Türkiye’de elektriğin yüzde 16’sı güneş ve rüzgardan
Türkiye’de de güneş ve rüzgar gücünden elektrik üretiminde dünyadakine emsal bir büyüme görüldü. Türkiye, elektriğinin yüzde 42’sini yenilenebilir kaynaklardan üreterek global ortalamanın üzerine çıktı
Türkiye’nin elektrik üretiminin yüzde 6’sı güneş ve yüzde 10’u rüzgar gücünden karşılanırken, hidroelektrik yüzde 20 ile en büyük yenilenebilir elektrik kaynağı olmayı sürdürdü. Geçen yıl, Türkiye’de elektriğin yüzde 58’i ise fosil yakıtlardan üretildi.
Ember’e nazaran Türkiye’nin yenilenebilir güçten elektrik üretim potansiyeli hayli yüksek düzeydeyken, ülkenin 2030’da elektriğinin yüzde 47’sini yenilenebilir güç kaynaklarından karşılama gayesi bulunuyor.
“Elektrik dalı emisyonlarında düşüş kaçınılmaz”
Ember Global Program Yöneticisi Dave Jones, rapora ait değerlendirmesinde, bilhassa güneş gücünün herkesin mümkün olduğunu düşündüğünden daha süratli bir biçimde ivme kazandığını belirterek, “Elektrik bölümü emisyonlarındaki düşüş artık kaçınılmaz. 2023 muhtemelen, güç tarihindeki büyük bir dönüm noktası, yani elektrik bölümünde emisyonların zirve noktasını gördüğü bir yıldı. Fakat emisyonların düşüş suratı, yenilenebilir güç ihtilalinin ne kadar süratli sürdüğüne bağlı. Ülkelerin güneş ve rüzgarın tüm potansiyelinden faydalanmalarına yardımcı olacak kilit kolaylaştırıcıların neler olduğunu aslında biliyoruz. Pak gücün geleceğinde ön saflarda olmayı tercih eden ülkeler için gibisi görülmemiş bir fırsat var.” tabirlerini kullandı.

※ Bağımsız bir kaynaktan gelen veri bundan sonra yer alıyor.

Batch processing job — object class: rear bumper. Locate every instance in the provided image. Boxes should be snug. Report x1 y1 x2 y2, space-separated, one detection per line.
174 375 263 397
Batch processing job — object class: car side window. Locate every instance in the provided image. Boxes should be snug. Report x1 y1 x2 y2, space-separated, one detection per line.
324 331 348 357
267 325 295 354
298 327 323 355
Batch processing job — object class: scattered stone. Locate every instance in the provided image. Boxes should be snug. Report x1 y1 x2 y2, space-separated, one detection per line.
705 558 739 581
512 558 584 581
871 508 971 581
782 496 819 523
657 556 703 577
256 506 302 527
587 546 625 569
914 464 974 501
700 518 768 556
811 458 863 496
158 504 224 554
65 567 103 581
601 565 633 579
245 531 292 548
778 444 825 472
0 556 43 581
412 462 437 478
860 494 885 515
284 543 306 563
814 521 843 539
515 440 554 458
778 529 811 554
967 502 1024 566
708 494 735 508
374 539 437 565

Ember Türkiye Lideri Ufuk Alparslan ise Türkiye’nin muazzam hidroelektrik kaynakları sayesinde yenilenebilir güç ihtilaline başka pek çok ülkeye nazaran avantajlı başladığını lisana getirerek, “Ancak hidroelektrik kuraklığa karşı hassas. Bilhassa çatı ve yüzer güneş gücü santrali olmak üzere öteki potansiyellerimizi de kullanmak, hidroelektrik üretimindeki değişkenliğe karşı ülkemizin korunmasını sağlayarak güç güvenliğimizi artıracaktır.” değerlendirmesinde bulundu.